Later in the week, we were bringing my daughter to play practice. She had missed her first practice last week, because she was in Washington, and it was going to be a marathon of a practice because she had to audition and then learn all kinds of new songs and dances. So it went from 5 pm til 8 pm. She had forgotten to bring a water bottle that she usually brought. And it was too far to go home (like a whole mile away) so we saw that in this golf clubhouse where she was practicing there was a little grill open. We saw that they had bottled water, so we decided to get her water there.
As were were waiting for the worker to come out and cashier us up, my wife got out 2 dollars for the water, because she assumed that a golf clubhouse would charge a little more for bottled water. She was hoping to get a little change. Both she and I were not prepared for what would come out of this guy’s mouth. “$4.15 please.”
My face contorted into an obvious bitter face when those words came out. My wife kept a calm, cool face, but inside I knew she was dying. My daughter immediately felt guilt. A swirling of emotions, and all kinds of questions entered my head.
“How could this guy have said those words with a straight face?” “What kind of magic healing powers and superpowers are given to the drinker of this expensive water?” “What mountain stream did this water come from that caused such high prices of water?” “Is there a shortage of water in this area, one mile from Walmart that they could only make profit if they charged $4.15 for this water?” “How can I get in on this huge money making scam?” and “How many spit takes happen on this counter, every time this kid tells people how much this water is?” and most important, “How many people avoid doing spit takes with this water, knowing every spit take costs a dollar to do?”
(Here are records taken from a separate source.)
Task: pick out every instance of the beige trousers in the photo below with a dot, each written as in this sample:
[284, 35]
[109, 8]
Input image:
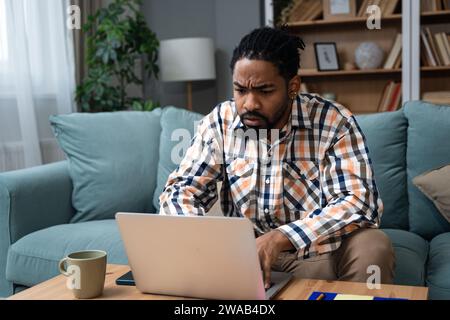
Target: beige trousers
[350, 262]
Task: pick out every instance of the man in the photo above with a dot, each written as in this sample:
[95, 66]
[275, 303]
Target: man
[304, 179]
I couldn’t believe my ears when I heard this. I know golf courses are ritzy and stuff and are only for the elite people, but I think even Bill Gates would pass on this water if he was asked to pay that much.
Water is cool and all (if you refrigerate it) and fairly essential to life, but this week was the H and 2 O’s were a little ridiculous. Stop the price gouging. Stop the bottled water fights. And stop the hurricaning all over the place. You need to be a little more responsible water. Cause you may be life giving, but you are also kind of killing me this week too.